Newbie asks about static variables...

[Emile van Sebille]

Being also new at Python, doesn't your example follow the example from
section 4.7 of the tutorial?

Why is this *evil*?  It's right there in the tutorial.  </aside - I really
do believe everything I read> What is Guido not saying? What are the
dangers?  Where is the case study?

</start paste from section 4.7>
Important warning: The default value is evaluated only once. This makes a
difference when the default is a mutable object such as a list or
dictionary.
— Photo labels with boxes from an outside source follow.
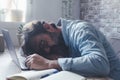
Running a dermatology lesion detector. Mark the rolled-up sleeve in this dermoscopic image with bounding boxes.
[58,24,110,76]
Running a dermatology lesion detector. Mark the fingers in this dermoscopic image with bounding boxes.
[25,54,38,69]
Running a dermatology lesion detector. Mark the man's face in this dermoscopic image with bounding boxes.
[31,22,59,53]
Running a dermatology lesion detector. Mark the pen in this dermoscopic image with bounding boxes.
[40,70,59,78]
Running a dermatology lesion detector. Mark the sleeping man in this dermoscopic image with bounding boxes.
[22,19,120,80]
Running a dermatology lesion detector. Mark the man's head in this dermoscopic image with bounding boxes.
[23,21,66,57]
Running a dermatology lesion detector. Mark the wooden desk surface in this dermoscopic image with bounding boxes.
[0,50,21,80]
[0,50,112,80]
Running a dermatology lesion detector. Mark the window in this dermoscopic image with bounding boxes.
[0,0,27,22]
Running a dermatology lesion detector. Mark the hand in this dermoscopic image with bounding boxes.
[26,54,61,70]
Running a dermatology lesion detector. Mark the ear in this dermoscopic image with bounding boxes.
[43,23,56,32]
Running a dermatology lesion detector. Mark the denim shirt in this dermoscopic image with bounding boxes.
[58,18,120,80]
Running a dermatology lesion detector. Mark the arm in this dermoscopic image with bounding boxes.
[58,24,110,76]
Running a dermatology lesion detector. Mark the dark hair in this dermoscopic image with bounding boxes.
[22,21,47,55]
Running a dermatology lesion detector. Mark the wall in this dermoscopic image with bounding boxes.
[27,0,80,22]
[0,0,80,46]
[0,22,21,46]
[80,0,120,56]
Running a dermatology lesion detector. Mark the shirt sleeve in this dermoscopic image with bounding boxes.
[58,24,110,76]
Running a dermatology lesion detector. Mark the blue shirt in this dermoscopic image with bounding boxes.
[58,19,120,80]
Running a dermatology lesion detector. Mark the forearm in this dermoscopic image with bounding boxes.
[48,60,62,70]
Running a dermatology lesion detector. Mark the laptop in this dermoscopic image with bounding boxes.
[1,29,29,70]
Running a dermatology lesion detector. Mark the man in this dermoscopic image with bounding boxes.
[23,19,120,80]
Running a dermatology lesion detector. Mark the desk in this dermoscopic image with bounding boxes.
[0,50,21,80]
[0,50,112,80]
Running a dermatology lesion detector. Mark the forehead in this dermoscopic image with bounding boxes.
[32,34,50,40]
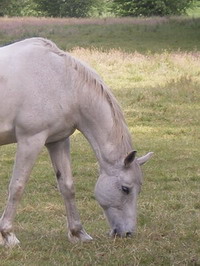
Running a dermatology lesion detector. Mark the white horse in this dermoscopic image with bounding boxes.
[0,38,152,246]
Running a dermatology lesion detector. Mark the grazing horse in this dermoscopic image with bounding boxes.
[0,38,152,246]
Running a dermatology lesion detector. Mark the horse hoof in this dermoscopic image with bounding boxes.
[68,230,93,243]
[0,233,20,248]
[0,232,5,246]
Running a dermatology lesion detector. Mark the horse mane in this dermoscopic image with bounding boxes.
[35,38,132,153]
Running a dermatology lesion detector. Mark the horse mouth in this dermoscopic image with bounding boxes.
[110,228,133,238]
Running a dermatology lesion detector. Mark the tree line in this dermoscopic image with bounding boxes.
[0,0,195,17]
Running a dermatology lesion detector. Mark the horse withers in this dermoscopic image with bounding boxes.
[0,38,152,246]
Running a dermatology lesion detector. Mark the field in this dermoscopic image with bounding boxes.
[0,18,200,266]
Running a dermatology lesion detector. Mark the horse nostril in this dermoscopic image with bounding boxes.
[126,232,132,237]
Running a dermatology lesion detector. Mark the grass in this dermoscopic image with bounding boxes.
[0,18,200,266]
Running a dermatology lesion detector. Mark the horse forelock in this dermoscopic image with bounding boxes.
[38,38,132,153]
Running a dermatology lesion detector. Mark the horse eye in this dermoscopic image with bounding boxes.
[122,186,130,195]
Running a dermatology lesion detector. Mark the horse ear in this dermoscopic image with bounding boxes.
[124,151,137,167]
[137,152,153,165]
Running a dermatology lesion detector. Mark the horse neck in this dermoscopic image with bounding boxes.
[78,84,132,168]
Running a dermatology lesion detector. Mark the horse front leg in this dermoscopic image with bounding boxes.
[46,139,92,243]
[0,135,45,247]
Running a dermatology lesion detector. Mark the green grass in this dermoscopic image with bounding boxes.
[0,18,200,266]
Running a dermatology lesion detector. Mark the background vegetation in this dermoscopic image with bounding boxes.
[0,0,199,17]
[0,18,200,266]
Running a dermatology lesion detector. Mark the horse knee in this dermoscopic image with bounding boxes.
[9,182,24,201]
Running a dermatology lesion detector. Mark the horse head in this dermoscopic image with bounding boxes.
[95,151,153,237]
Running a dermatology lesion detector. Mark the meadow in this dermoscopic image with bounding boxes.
[0,17,200,266]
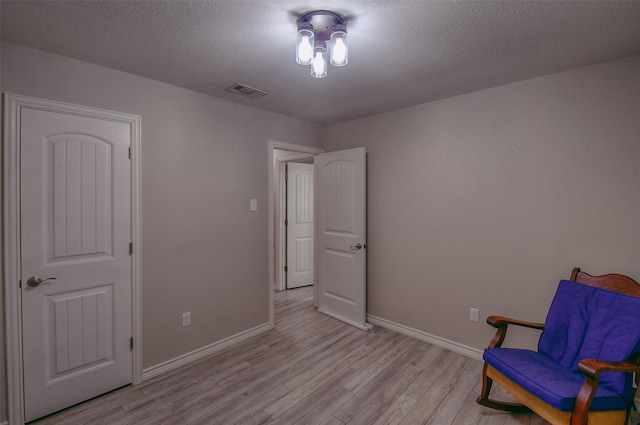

For example, the following function accumulates the arguments
passed to it on subsequent calls:


def f(a, l = []):
    l.append(a)
    return l
print f(1)
print f(2)
print f(3)

This will print


[1]
[1, 2]
[1, 2, 3]

If you don't want the default to be shared between subsequent calls, you can
write the function like this instead:


def f(a, l = None):
    if l is None:
        l = []
    l.append(a)

</end paste>

trying-my-best-to-keep-up-and-make-sense-of-it-all-ly y'rs

Emile van Sebille
emile at fenx.com
-------------------


Evan Simpson <evan at tokenexchange.com> wrote in message
news:8sHX2.66$eD1.21692 at news.corridex.com...
> If you *really*, *really* want a function-private static, you could write
> this:
>
> def killParrot(no_of_calls=[0]):
>     # do stuff
>     print "Number of calls is %d" % no_of_calls[0]
>     no_of_calls[0] = no_of_calls[0] + 1
>
> >>> killParrot()
> Number of calls is 0
> >>> killParrot()
> Number of calls is 1
> >>>
>
> This is also a case study in the dangers of mutable default parameters.
>
> I wouldn't normally mention a wierd idiom like this in the presence of a
> newbie, but I'm feeling evil.
>
> with-a-stomach-flu-and-in-the-mood-to-spread-the-suffering-ly y'rs
> Evan Simpson
>